Anyone who cares about America's deteriorating image in the world should be worried about what's happening to our government's leading international broadcaster, the venerable and respected Voice of America (VOA). If Congress adopts Bush administration budget proposals, VOA English-language services will be slashed in order to direct more "light" programming at the war-torn Middle East.
At first glance, this proposal might seem to be reasonable, but it is seriously flawed because English-language programs have long been a cornerstone of VOA's worldwide broadcasts. The Bush administration wants to cut $26 million from VOA English so as to increase programming to Iran and the Middle East. "Nobody can question that need," wrote ex-Voice Director John Hughes in the Christian Science Monitor, "but it shouldn't be undertaken at the expense of other programming that has proved effective. There is still a huge English-language audience for VOA, not the least among leaders and elites who speak English in countries where it isn't the predominant language."
"The funds requested to keep the radios telling America's story is a pittance when compared with the enormous spending on military operations in Iraq and Afghanistan," Hughes added as he joined 10 other former VOA directors in a bipartisan appeal to Congress seeking restoration of the budget cuts, which would keep 15 important languages on the air. The motto of the old U.S. Information Agency, "Telling America's story to the world," is exactly what the Voice should be doing as part of an overall international public diplomacy strategy. That was USIA's mission before it was unwisely folded into the State Department by the Clinton administration in 1999.
We're still paying the price for that mistake as world public opinion turns against us in the wake of President Bush's ill-considered decision to invade Iraq four years ago. Although a country's image is only as good Ð or bad Ð as its policies, a well-coordinated public diplomacy program is absolutely essential in times of crisis. While public diplomacy can't "sell" unpopular policies, it can place our policies and actions into an understandable international context. We can't force everyone to like us, but we can help them to understand us better.

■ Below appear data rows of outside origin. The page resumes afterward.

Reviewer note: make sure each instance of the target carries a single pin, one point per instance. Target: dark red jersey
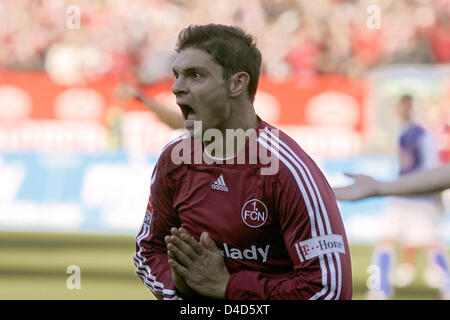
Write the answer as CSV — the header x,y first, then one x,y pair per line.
x,y
281,234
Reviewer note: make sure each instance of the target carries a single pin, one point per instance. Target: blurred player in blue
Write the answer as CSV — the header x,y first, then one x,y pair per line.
x,y
412,222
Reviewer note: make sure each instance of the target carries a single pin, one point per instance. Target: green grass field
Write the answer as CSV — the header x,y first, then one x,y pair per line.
x,y
34,265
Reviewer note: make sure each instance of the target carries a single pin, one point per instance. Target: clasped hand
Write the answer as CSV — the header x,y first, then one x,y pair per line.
x,y
196,266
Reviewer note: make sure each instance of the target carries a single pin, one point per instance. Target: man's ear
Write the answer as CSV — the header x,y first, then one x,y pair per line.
x,y
238,84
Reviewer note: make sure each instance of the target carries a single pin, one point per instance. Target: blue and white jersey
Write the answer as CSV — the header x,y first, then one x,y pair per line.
x,y
417,149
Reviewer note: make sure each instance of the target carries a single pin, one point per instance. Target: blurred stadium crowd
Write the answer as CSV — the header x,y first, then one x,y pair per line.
x,y
296,37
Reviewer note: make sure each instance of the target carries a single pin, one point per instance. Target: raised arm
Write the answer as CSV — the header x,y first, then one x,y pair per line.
x,y
166,115
426,181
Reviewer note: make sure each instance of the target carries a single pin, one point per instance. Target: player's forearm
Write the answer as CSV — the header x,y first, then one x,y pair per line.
x,y
171,118
426,181
252,285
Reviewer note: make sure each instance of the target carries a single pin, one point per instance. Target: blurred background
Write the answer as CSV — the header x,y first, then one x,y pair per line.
x,y
75,160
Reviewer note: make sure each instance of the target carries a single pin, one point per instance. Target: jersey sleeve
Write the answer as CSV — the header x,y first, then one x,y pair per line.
x,y
150,258
307,211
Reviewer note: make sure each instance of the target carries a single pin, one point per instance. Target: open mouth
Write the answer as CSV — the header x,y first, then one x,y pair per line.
x,y
188,112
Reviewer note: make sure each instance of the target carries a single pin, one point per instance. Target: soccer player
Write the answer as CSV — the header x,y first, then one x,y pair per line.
x,y
222,228
410,221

Veteran VOA broadcaster/historian Alan Heil sounded the alarm three years ago when he wrote the following: "Seven months after 9/11, VOA's Arabic Branch disappeared at a single stroke, virtually unnoticed in the American foreign affairs community, Congress or the American media." VOA Arabic was replaced by something called Radio Sawa, "a predominantly pop music and entertainment service" aimed at youthful audiences. And in a gratuitous slap at the Voice, "Sawa management prohibited its staff from using VOA's carefully sourced central newsroom material," which didn't make any sense.
The Sawa decision was made by the quasi-independent Broadcasting Board of Governors (BBG), which assumed responsibility for all U.S. government international broadcasting following the State/USIA merger. The Board also established a similar service for Iran called Radio Farda. Even though BBG claims that Farda is the most popular international radio station in Iran, critics say its music format has undermined its foreign policy message. I agree and question why American taxpayers should fund multi-million-dollar radio stations that carry minimal policy "freight."

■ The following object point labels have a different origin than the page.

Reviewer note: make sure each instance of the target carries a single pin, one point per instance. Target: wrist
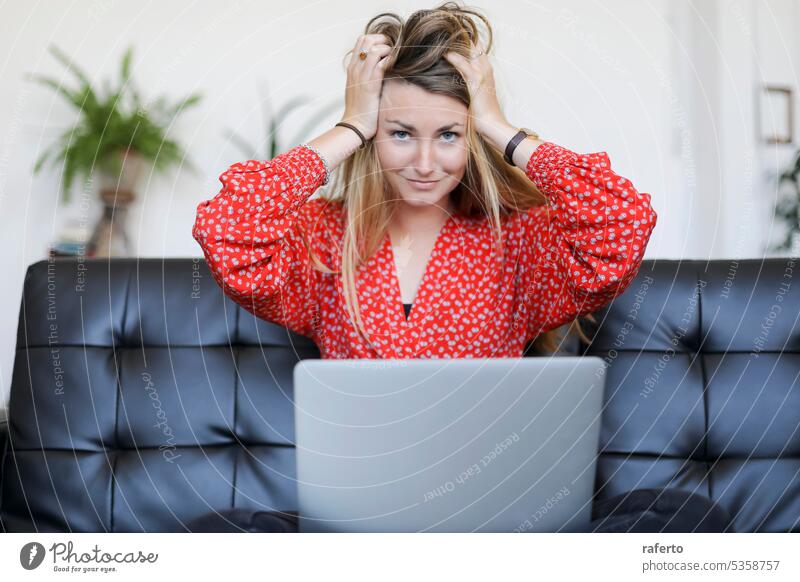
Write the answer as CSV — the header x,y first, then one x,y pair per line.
x,y
498,133
354,120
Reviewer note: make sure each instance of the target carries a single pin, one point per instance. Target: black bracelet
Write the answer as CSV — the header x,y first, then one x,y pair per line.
x,y
361,135
522,134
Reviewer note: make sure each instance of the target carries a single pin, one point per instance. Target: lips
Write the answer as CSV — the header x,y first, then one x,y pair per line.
x,y
428,185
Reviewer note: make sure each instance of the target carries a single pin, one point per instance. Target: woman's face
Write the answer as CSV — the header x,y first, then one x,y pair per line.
x,y
421,136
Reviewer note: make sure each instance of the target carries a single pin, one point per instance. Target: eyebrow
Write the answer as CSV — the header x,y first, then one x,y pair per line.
x,y
412,128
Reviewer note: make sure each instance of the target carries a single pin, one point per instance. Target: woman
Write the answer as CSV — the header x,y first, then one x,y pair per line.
x,y
488,236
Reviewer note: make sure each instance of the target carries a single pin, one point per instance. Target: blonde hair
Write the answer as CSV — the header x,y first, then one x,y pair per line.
x,y
490,186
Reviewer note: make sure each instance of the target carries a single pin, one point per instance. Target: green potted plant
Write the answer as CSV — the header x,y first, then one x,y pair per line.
x,y
272,121
115,137
787,207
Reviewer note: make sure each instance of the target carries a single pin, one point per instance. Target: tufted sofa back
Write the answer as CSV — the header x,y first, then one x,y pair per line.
x,y
143,397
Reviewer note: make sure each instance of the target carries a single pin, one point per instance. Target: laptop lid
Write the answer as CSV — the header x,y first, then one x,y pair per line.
x,y
447,445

It appears that BBG has traded carefully targeted audiences of foreign opinion-leaders and policymakers for mass audiences of young people who want to listen to the likes of Britney Spears and Justin Timberlake when many commercial broadcasters are serving up the same fare 24/7. As Alan Heil wrote in his prescient 2004 essay, "The disappearance of VOA Arabic at a time when it was needed most ranks among the greatest tragedies in the history of U.S. international broadcasting." And now Congress and the White House are compounding the tragedy by targeting VOA English for crippling budget cuts equal to approximately one-tenth of what Congress is spending on Alaska's fabled "Bridge to Nowhere." Can you say "pork?"
"U.S. policymakers consider broadcasting (to be) a pillar of U.S. public diplomacy, stressing its role in promoting freedom and democracy," the prestigious Council on Foreign Relations recognized in a recent research report. But in that same report a senior Senate Foreign Relations Committee staffer described America's 21st century radio voice as "muddled." "If the goal here is to make them (Middle Eastern audiences) understand the full complexity of America and America's role in the world," he commented, "I don't think they (Farda and Sawa) have the sophistication needed to do that."
Me neither, and that's why I oppose the transfer of more than $25 million from VOA English to pop music stations just as I oppose spending one more taxpayer dollar on Radio and TV Marti, which broadcast to Cuba. No one can see or hear Marti's programs because Cuba effectively jams their broadcasts. Nevertheless, the Bush administration continues to throw millions of dollars at the Miami Cubans in order to keep them in the Republican column at election time.
I hope my ex-USIA and VOA colleagues can save the Voice's flagship English-language service but given the current toxic political climate in Washington, it may go silent - and that would be another great tragedy in the history of American public diplomacy.
• Guy W. Farmer, of Carson City, supervised Voice of America Spanish-language broadcasts to Latin America during the period 1977-79.